Item – I weighed myself, I was distressed, I decided to go back on the Stern and Stringent diet. And then I ate a cheesecake.
Item – I weighed myself again, I yelped in alarm, I told myself firmly that I was getting right back on that diet wagon and then stocked up on Reese’s Pieces (made of equal parts nicotine, crack, marijuana and sugar) to have with my morning coffee.
Item – I weighed myself a third time, debated bursting into tears, and have been sticking to The Goddamn Diet for, oh, two days? now. I’m a bit slow on the uptake, me. Mentally. Alas, not metabolically.
Item – H and I were shopping for smart clothes this weekend. Moths ate his suit trousers, you may remember, and there is a family wedding next weekend which is turning into The Clan One-Upmanship Olympics. So H needed a suit. And I? Well, I have several summer dresses now, but they’re all a bit ditzy hippy with cleavage (don’t get me wrong. I like being a ditzy hippy with cleavage). And my other smartest frock is also ditzy hippy but with added sequins and my mother disapproves of it (she says it looks as if I’m not taking ‘it’ seriously. Whatever ‘it’ is). She also vetoed the floor-length backless satin ball-gown, on the grounds that it’s poor etiquette to upstage the bride. So I agreed to get something ‘smart’, with the caveat that if I couldn’t find anything that didn’t make me look like Hyacinth Bucket, I reserved the right to wear a ditzy hippy dress and be damned with it.
Item – I’m 36, you know. This is ridiculous.
Item – With much cantering about town in the rain, we found a new good suit for H, the price of which didn’t make him pass spark out on the floor. He looks very handsome in it. Flushed by this triumph, he even bought a tie. Good Lord.
Item – I then tried on a good dozen very grown up, smart, ‘hello, I’m a wedding guest at a formal British wedding in June in church in the rain’ dresses. The one I adored was, of course, not in my size (fat girls don’t want cute frocks, you see. They want to look like a cretonne-covered sofa). The one I liked very much clung to my tummy fat with surprising determination and made me look like I was smuggling a 12-pound pain de campagne (in case the buffet is delayed). The one I didn’t care for fitted, but showed my bra in several unflattering places. I tore my hair and the fitting room assistant eyed me nervously and then I tried on one H had spotted and good golly, it was flattering. And short (H is obsessed with my knees. Obsessed, I tell you). And so amazingly neon-vivid in hue you’re all going to spot me in the photos from the moon. It is also very tailored and smart and not in the least ditzy or hippy. So there.
Item – For reasons that give me a headache, I am now expected to go to the pre-wedding dinner, the pre-wedding breakfast, the wedding, the wedding dinner, and the post-wedding lunch. Not only am I expected to go, I am expected to go in my mother’s place and Uphold The Honour Of This Corner Of The Clan.
Item – My aunts have not seen me for a while, and have always taken what I thought was an unseemly and unmannerly interest in the size of my waist and the contents of my uterus. Also, my cousin who recently had a baby should be there.
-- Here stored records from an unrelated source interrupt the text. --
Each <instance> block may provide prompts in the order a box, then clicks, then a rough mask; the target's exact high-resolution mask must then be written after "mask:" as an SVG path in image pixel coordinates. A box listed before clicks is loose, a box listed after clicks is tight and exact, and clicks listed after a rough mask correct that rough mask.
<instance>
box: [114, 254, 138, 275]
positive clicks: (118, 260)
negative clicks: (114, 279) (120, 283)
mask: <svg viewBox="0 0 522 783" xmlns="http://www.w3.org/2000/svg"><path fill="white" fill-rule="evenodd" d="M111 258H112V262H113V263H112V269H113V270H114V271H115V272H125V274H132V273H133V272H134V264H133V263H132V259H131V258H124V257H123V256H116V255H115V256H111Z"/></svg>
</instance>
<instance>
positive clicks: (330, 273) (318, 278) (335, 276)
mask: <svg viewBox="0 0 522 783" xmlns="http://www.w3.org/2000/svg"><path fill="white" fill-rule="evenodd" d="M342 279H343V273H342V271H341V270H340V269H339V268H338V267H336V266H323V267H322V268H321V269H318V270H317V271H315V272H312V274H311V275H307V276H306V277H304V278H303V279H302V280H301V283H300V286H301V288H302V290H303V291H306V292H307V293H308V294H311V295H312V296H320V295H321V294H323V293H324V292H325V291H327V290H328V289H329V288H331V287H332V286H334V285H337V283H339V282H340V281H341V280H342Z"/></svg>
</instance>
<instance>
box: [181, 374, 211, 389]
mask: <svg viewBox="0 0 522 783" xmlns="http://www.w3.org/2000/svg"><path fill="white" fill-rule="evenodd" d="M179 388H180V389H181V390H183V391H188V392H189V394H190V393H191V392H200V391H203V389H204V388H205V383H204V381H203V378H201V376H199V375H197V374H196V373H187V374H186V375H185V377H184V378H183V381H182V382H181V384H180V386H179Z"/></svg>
And last time I saw the cousin who is actually getting married, she went on and on and onandonandon about all the hints her parents and her fiancé’s parents have been making about grandbabies, aren’t they competitive, isn’t it funny. Oh yes indeedy ha ha ha. I have a horrible feeling that I shall be interrogated, judged, made to hold babies, nagged, and eviscerated, and come home in tears on Sunday.
Item – I am planning on totally being brutal and upfront, both on the multiple miscarriages and on telling people right to their face when they say something judgemental, crass, or dismissive. I will probably wimp out, simper, and hide in the loos a lot. Give me strength.
Item – And for this I bought a new dress.